Novel 2-alkyl-1alpha,25-dihydroxy-19-norvitamin D3: efficient synthesis with Julia olefination, evaluation of biological activity and development of new analyzing system for co-activator recruitment.

New 2-alkyl-1alpha,25-dihydroxy-19-norvitamin D3 analogs were efficiently synthesized. The C2-alkyl-A-ring precursors were prepared as (3R,5R)-4-alkyl-3,5-dihydroxycyclohexanones from (-)-quinic acid based on radical allylation at the C4 position of methyl (-)-quinicate. The novel CD-ring coupling partner, with the elongated two carbon unit, was synthesized from 25-hydroxy Grundmann's ketone, and applied to modified Julia olefination to construct a diene unit between the A-ring and the CD-ring.
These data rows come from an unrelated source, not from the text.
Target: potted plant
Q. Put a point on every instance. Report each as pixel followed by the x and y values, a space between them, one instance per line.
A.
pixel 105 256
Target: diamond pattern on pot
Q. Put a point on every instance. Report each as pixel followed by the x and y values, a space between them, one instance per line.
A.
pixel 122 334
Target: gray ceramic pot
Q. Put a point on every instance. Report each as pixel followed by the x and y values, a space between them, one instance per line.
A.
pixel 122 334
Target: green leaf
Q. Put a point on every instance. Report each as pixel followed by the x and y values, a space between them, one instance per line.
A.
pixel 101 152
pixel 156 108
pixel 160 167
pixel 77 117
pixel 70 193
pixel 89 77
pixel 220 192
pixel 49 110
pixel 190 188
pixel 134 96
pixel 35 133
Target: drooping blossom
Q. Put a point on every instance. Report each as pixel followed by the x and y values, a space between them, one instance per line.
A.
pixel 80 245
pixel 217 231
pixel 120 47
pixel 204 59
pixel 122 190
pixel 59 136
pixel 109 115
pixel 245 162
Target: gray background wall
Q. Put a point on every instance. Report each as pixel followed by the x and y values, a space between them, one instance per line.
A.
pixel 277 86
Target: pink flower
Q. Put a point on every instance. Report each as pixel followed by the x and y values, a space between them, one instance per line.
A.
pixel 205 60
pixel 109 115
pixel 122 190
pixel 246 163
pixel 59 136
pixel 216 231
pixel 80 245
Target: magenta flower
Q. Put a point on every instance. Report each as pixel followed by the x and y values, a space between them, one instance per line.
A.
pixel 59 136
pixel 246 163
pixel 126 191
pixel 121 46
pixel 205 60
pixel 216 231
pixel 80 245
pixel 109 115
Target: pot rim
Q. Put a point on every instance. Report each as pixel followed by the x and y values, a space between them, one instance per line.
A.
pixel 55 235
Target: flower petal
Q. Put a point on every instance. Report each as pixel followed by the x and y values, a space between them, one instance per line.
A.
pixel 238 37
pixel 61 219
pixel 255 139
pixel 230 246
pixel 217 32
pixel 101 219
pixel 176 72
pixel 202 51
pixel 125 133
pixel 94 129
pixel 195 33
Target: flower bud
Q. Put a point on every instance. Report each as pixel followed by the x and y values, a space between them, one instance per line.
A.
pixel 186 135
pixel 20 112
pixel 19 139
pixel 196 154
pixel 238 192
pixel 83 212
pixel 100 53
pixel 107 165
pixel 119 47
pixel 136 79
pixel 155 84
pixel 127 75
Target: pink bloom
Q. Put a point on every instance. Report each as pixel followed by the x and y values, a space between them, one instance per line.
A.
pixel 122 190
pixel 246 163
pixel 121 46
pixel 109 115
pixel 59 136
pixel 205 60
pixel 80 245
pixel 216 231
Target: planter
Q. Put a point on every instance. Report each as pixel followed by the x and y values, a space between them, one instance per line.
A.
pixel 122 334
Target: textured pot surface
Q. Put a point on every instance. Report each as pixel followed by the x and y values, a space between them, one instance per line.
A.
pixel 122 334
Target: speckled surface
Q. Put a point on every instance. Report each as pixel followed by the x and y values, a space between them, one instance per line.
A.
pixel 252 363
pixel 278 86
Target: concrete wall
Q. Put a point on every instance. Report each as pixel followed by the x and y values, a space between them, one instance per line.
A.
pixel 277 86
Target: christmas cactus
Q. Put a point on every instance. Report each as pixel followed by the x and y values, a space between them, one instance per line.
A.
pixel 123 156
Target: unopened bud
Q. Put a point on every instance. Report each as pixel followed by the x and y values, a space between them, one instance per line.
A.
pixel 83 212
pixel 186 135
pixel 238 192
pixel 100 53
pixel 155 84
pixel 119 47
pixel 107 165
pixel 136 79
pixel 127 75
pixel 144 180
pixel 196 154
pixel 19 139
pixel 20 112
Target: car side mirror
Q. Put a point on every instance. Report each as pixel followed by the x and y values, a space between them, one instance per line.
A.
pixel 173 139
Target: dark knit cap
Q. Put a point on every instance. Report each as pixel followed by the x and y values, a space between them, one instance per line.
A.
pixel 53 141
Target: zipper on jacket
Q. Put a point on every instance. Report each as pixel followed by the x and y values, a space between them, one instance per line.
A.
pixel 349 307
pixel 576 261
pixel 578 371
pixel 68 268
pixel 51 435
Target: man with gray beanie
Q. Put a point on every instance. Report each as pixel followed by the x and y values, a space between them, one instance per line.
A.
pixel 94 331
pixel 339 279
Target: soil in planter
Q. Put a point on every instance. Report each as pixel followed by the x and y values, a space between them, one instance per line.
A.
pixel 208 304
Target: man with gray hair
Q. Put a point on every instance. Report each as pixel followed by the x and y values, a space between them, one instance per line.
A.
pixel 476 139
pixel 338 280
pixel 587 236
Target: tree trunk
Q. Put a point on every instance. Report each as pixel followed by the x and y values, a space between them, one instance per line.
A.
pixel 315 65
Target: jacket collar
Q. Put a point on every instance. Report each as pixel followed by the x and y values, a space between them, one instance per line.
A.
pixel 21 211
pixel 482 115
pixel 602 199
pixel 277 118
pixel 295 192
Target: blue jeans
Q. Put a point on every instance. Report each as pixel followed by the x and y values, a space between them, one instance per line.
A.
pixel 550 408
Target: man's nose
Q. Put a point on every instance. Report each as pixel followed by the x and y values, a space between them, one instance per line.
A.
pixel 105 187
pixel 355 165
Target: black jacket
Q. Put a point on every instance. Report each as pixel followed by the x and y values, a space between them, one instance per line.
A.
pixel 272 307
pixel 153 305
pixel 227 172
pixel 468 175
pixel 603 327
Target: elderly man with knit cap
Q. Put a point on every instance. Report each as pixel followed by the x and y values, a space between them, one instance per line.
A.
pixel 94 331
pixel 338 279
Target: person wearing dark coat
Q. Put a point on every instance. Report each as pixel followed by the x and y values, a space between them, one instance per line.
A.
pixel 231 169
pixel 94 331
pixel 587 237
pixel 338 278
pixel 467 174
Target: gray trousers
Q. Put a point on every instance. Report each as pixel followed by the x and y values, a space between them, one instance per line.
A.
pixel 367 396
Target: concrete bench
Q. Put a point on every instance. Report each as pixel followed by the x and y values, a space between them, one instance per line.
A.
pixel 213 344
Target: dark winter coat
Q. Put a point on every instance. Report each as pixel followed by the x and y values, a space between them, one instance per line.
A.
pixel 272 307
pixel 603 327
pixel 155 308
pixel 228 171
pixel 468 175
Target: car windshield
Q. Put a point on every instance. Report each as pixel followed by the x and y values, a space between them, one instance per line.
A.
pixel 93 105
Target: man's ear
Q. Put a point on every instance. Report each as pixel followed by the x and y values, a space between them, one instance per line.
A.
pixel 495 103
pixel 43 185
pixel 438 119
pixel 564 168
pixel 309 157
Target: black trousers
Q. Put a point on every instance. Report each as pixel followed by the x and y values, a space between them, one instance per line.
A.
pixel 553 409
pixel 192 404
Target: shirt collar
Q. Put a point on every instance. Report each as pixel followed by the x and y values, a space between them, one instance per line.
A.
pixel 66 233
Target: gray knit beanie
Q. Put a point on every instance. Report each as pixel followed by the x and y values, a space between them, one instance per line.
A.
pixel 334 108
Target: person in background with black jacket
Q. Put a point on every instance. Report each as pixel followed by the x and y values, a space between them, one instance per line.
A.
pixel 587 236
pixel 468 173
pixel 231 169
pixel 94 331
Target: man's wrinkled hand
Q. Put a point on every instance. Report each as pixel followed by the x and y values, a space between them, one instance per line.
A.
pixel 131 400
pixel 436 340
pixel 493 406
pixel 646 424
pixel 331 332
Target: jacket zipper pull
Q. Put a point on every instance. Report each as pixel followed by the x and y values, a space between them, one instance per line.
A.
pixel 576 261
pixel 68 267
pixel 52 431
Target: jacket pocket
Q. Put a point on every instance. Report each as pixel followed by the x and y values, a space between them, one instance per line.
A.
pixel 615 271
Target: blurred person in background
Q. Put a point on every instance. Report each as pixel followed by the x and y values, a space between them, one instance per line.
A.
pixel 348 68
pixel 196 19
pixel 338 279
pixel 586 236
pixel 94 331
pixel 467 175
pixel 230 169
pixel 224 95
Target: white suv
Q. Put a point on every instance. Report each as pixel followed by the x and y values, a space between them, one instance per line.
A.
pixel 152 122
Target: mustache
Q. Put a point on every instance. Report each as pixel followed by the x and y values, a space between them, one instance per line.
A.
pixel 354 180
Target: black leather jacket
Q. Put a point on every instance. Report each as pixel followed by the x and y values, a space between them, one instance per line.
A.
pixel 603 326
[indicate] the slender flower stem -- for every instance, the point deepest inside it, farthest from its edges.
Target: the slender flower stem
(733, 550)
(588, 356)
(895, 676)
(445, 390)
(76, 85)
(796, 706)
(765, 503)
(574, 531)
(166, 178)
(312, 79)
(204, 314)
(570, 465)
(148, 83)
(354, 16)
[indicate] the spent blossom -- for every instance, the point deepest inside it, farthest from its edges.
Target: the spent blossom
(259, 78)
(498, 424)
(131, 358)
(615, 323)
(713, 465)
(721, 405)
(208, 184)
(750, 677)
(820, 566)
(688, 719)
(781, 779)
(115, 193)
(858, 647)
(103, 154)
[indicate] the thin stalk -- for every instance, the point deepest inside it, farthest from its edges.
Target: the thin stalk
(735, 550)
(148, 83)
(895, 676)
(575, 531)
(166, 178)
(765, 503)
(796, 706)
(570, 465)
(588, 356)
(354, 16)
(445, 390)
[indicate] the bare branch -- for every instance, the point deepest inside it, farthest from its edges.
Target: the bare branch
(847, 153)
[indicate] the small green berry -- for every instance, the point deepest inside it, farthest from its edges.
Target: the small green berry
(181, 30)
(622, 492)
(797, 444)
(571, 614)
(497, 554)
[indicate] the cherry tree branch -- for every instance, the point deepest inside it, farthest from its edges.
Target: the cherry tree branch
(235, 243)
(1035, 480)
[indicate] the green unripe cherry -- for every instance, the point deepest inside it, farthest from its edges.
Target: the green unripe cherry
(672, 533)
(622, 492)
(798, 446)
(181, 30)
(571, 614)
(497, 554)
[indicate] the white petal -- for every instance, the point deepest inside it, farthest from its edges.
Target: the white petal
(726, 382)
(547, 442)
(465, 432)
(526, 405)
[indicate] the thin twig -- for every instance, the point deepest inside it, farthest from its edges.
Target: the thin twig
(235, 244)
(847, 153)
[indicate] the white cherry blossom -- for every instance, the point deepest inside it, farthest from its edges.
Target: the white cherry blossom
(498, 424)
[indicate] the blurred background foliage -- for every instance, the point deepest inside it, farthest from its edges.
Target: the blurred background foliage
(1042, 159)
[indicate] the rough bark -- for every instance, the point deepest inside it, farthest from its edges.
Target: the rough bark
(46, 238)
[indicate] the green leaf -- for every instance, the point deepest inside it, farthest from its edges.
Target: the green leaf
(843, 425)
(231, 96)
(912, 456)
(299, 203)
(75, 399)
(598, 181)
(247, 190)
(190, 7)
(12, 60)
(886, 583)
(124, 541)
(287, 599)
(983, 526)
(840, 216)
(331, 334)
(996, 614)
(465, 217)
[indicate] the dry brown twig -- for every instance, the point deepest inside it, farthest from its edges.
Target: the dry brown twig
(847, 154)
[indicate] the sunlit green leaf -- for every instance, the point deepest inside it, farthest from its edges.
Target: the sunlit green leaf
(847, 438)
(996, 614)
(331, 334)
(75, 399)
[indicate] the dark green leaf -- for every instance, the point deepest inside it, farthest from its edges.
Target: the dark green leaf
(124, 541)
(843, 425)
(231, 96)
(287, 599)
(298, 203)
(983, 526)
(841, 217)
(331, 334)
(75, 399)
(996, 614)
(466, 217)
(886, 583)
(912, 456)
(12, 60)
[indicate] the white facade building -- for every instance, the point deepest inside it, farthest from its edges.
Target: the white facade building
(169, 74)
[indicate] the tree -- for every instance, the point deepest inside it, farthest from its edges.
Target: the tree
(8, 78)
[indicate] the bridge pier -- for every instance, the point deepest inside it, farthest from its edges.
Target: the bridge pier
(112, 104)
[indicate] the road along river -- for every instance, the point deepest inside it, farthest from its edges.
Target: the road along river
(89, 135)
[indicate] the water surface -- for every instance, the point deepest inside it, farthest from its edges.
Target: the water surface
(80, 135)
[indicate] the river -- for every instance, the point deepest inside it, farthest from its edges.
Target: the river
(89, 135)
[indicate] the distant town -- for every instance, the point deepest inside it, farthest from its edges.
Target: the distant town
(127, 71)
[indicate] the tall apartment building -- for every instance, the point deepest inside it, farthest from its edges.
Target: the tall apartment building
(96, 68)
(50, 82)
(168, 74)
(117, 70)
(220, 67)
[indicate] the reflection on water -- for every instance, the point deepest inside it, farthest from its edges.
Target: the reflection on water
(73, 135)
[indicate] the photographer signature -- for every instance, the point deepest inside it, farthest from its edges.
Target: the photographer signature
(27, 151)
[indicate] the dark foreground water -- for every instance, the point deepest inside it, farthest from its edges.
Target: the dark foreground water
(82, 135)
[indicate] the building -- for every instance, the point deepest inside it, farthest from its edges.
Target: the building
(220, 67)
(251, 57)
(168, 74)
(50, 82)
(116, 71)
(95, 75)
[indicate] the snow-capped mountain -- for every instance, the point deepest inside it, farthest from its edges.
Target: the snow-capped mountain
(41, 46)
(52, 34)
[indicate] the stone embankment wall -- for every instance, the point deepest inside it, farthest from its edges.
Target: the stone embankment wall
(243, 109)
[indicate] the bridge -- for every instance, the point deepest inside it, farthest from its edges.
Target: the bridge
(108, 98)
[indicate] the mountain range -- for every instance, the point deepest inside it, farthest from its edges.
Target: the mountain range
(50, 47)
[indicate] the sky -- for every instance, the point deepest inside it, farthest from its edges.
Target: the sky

The coupling yields, including a deprotection step, were moderate (47-62%). After the separation of the diastereomers based on C2 stereochemistry using HPLC, the structure (2alpha or 2beta) was determined by 1H NMR studies including NOE (nuclear Overhauser effect) experiments. It was also found that 1H NMR chemical shifts on the A-ring showed good correlation with DeLuca's 2-methyl- and 2-ethyl-1alpha,25-dihydroxy-19-norvitamin D3 analogs. Among the synthesized 19-norvitamin D3 analogs, 2alpha-(3-hydroxypropyl)-1alpha,25-dihydroxy-19-norvitamin D3 (8a) showed almost the same potency in binding to the bovine thymus vitamin D receptor (VDR) as the natural hormone (1), while its beta-isomer had only a 3% affinity. Both 2alpha-allyl- and 2alpha-propyl-1alpha,25-dihydroxy-19-norvitamin D3 and their 2beta-analogs possessed a weak affinity for the VDR. The strong VDR ligand 8a was ca. 36-fold more potent in induction of HL-60 cell differentiation than 1 and, interestingly, even the weaker ligand, 2beta-(3-hydroxypropyl)-1alpha,25-dihydroxy-19-norvitamin D3 (8b), showed a 6.7-fold higher potency in cell differentiation activity than that of 1. Next, a novel rapid analyzing system of ligand-induced co-factor recruitment on VDR was developed using fluorophore labelled CoA and HCHO fixing of the complex. The efficiency of recruitment of co-activators would explain the discrepancy between the biological activity and the VDR affinity of the ligand.